Insider trading study shows regulators' blind spot during company spinoffs

By Liam Vaughan
Updated March 6 2015 - 4:08pm, first published 12:02pm
The Securities and Exchange Commission turn a blind eye on insider trades in company spinoff deals, a team of US finance professors claims.
The Securities and Exchange Commission turn a blind eye on insider trades in company spinoff deals, a team of US finance professors claims.

Over the past year, a record 266 companies in the US have spun off divisions in a trend bankers are calling "Spinmania." If history is any guide, about 35 of those deals will have leaked undetected to inside traders.

A new study by a team of finance professors suggests one in eight corporate spinoffs and divestments in the US between 1996 and the end of 2013 was preceded by suspicious trading in options markets.

The Securities and Exchange Commission hasn't brought a single case relating to such trading then or since, according to the report, due to be published later this month.

"Spinoffs are accompanied by a fairly predictable pop in the parent company's share price," said Marti Subrahmanyam, a senior professor at New York University's Leonard Stern Business School who co-authored the study. "Yet there seems to be little focus on this area. Authorities need to adopt a more systematic approach and acknowledge that every type of announcement is fraught with the possibility of insider dealing."

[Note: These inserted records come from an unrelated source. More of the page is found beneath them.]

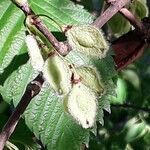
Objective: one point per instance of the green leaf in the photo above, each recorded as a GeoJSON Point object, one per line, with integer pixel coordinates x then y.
{"type": "Point", "coordinates": [134, 129]}
{"type": "Point", "coordinates": [119, 25]}
{"type": "Point", "coordinates": [11, 33]}
{"type": "Point", "coordinates": [45, 115]}
{"type": "Point", "coordinates": [22, 134]}
{"type": "Point", "coordinates": [62, 11]}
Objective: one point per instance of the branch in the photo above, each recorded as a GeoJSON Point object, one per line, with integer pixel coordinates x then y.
{"type": "Point", "coordinates": [61, 47]}
{"type": "Point", "coordinates": [129, 16]}
{"type": "Point", "coordinates": [127, 106]}
{"type": "Point", "coordinates": [109, 12]}
{"type": "Point", "coordinates": [32, 89]}
{"type": "Point", "coordinates": [132, 19]}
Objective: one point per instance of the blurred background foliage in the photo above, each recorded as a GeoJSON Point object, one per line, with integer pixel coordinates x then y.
{"type": "Point", "coordinates": [128, 125]}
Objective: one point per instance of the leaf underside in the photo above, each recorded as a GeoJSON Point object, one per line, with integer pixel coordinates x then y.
{"type": "Point", "coordinates": [45, 114]}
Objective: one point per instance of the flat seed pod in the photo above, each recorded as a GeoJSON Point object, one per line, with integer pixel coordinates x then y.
{"type": "Point", "coordinates": [35, 53]}
{"type": "Point", "coordinates": [88, 40]}
{"type": "Point", "coordinates": [58, 74]}
{"type": "Point", "coordinates": [90, 78]}
{"type": "Point", "coordinates": [81, 103]}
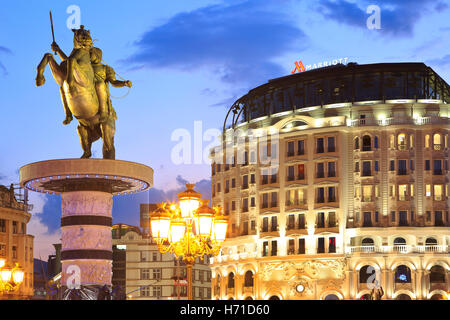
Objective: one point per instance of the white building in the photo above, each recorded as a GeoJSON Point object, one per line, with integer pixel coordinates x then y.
{"type": "Point", "coordinates": [333, 178]}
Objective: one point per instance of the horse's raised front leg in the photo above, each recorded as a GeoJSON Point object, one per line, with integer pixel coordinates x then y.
{"type": "Point", "coordinates": [40, 79]}
{"type": "Point", "coordinates": [58, 72]}
{"type": "Point", "coordinates": [86, 144]}
{"type": "Point", "coordinates": [108, 130]}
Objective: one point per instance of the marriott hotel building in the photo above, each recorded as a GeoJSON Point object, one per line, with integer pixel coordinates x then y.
{"type": "Point", "coordinates": [333, 178]}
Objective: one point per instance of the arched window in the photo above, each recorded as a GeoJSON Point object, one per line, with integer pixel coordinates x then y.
{"type": "Point", "coordinates": [399, 241]}
{"type": "Point", "coordinates": [392, 141]}
{"type": "Point", "coordinates": [402, 274]}
{"type": "Point", "coordinates": [427, 141]}
{"type": "Point", "coordinates": [437, 141]}
{"type": "Point", "coordinates": [401, 141]}
{"type": "Point", "coordinates": [365, 273]}
{"type": "Point", "coordinates": [367, 143]}
{"type": "Point", "coordinates": [367, 242]}
{"type": "Point", "coordinates": [437, 274]}
{"type": "Point", "coordinates": [231, 280]}
{"type": "Point", "coordinates": [248, 279]}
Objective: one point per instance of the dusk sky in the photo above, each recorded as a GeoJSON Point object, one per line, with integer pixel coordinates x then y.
{"type": "Point", "coordinates": [188, 61]}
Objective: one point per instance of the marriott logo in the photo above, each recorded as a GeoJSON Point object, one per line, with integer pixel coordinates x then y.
{"type": "Point", "coordinates": [299, 67]}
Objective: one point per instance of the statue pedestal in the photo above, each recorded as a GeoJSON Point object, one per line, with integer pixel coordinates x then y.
{"type": "Point", "coordinates": [86, 187]}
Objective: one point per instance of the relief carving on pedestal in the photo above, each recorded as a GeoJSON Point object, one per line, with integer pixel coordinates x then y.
{"type": "Point", "coordinates": [98, 272]}
{"type": "Point", "coordinates": [86, 237]}
{"type": "Point", "coordinates": [86, 203]}
{"type": "Point", "coordinates": [312, 268]}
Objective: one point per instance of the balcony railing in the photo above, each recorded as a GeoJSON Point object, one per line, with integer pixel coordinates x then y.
{"type": "Point", "coordinates": [399, 249]}
{"type": "Point", "coordinates": [397, 120]}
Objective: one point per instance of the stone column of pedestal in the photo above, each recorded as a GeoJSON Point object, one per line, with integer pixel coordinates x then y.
{"type": "Point", "coordinates": [86, 238]}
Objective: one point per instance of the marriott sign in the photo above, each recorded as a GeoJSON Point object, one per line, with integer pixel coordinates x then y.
{"type": "Point", "coordinates": [300, 67]}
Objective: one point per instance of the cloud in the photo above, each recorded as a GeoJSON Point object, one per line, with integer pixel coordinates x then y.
{"type": "Point", "coordinates": [235, 41]}
{"type": "Point", "coordinates": [126, 208]}
{"type": "Point", "coordinates": [440, 62]}
{"type": "Point", "coordinates": [398, 17]}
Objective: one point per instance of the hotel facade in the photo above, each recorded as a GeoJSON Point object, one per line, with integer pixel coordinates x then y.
{"type": "Point", "coordinates": [333, 178]}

Market regulators globally have made tackling insider trading a priority in recent years, with high-profile scalps at hedge funds SAC Capital Advisors and Galleon Group in the US, and Moore Capital Management in the UK. Those actions have centered on illegal trading on tips about mergers and acquisitions, where the impact of an announcement on a company's share price tends to be larger than in a spin-off.